Adding a mutex lock to set_range function

Raahul Kalyaan Jakka · facebook-github-bot · commit c9678483cc48 · 2025-05-29T09:45:28.000-07:00
Summary: X-link: facebookresearch/FBGEMM#1281 **Context:** While we expose KVTensor to external surfaces (i.e., checkpointing), they have the freedom to leverage the KVTensor functions in a concurrent fashion. For example, https://www.internalfb.com/code/fbsource/[5b7b1eef7d69]/fbcode/aiplatform/modelstore/checkpointing/pyper/TensorLoaderCallback.h?lines=85-86 This function here calls set_range to the same KVTensor multiple times because we divide a huge chunk of data into smaller chunks and try to write it in a concurrent fashion. This is a bad practice because in SSD I/O, We also use multi threading to write data in KVTensor. Currently, we use 32 threads (each thread per shard) to write data.
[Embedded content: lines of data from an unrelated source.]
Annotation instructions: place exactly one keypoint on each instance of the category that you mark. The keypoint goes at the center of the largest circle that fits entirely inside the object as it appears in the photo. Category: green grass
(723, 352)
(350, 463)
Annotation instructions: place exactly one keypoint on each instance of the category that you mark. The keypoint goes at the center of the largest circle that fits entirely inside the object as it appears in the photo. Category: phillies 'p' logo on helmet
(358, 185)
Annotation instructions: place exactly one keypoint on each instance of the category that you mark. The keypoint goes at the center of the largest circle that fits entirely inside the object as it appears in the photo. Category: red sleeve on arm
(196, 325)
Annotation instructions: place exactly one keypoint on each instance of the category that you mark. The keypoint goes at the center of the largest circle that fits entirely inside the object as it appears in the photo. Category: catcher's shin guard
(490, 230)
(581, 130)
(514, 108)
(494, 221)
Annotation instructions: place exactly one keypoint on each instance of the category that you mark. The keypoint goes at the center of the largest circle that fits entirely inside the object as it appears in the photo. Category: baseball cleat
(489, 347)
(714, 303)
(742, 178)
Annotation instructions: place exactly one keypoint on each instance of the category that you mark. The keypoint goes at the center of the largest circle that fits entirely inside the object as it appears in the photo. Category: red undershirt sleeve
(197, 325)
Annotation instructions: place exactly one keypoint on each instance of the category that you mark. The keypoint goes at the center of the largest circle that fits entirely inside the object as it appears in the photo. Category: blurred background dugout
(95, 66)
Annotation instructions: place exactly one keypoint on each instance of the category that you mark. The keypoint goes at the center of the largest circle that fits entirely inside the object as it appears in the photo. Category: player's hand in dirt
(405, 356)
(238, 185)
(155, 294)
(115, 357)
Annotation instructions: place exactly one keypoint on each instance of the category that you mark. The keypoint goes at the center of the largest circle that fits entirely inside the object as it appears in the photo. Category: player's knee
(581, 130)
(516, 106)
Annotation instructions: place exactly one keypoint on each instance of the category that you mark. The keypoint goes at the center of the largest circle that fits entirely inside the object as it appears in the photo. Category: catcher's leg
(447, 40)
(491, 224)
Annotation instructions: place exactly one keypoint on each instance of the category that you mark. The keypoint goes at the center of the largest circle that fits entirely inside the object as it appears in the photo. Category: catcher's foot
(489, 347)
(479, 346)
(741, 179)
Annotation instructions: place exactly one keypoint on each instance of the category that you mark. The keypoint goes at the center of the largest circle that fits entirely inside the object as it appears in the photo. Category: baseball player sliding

Due to this, when we call set_range multiple times, this can lead to thread contention and increase in synchronization overhead **In this Diff:** We introduce a mutex lock on the set_range function, due to this every transaction is locked during execution and the multiple calls are processed serially leading to more efficient use of the threads Differential Revision: D75555658
diff --git a/fbgemm_gpu/src/ssd_split_embeddings_cache/kv_tensor_wrapper.h b/fbgemm_gpu/src/ssd_split_embeddings_cache/kv_tensor_wrapper.h
@@ -99,6 +99,7 @@ class KVTensorWrapper : public torch::jit::CustomClassHolder {
   int64_t row_offset_;
   std::optional<at::Tensor> sorted_indices_ = std::nullopt;
   int64_t width_offset_;
+  std::mutex mtx;
 };
 
 } // namespace ssd
diff --git a/fbgemm_gpu/src/ssd_split_embeddings_cache/ssd_split_table_batched_embeddings.cpp b/fbgemm_gpu/src/ssd_split_embeddings_cache/ssd_split_table_batched_embeddings.cpp
@@ -12,7 +12,7 @@
 #include <torch/library.h>
 
 #include <torch/custom_class.h>
-
+#include <mutex>
 #include "../dram_kv_embedding_cache/dram_kv_embedding_cache_wrapper.h"
 #include "./ssd_table_batched_embeddings.h"
 #include "embedding_rocksdb_wrapper.h"
@@ -377,6 +377,8 @@ void KVTensorWrapper::set_range(
     const int64_t start,
     const int64_t length,
     const at::Tensor& weights) {
+  // Mutex lock for disabling concurrent writes to the same KVTensor
+  std::lock_guard<std::mutex> lock(mtx);
   CHECK_EQ(dim, 0) << "Only set_range on dim 0 is supported";
   CHECK_TRUE(db_ != nullptr);
   CHECK_GE(db_->get_max_D(), shape_[1]);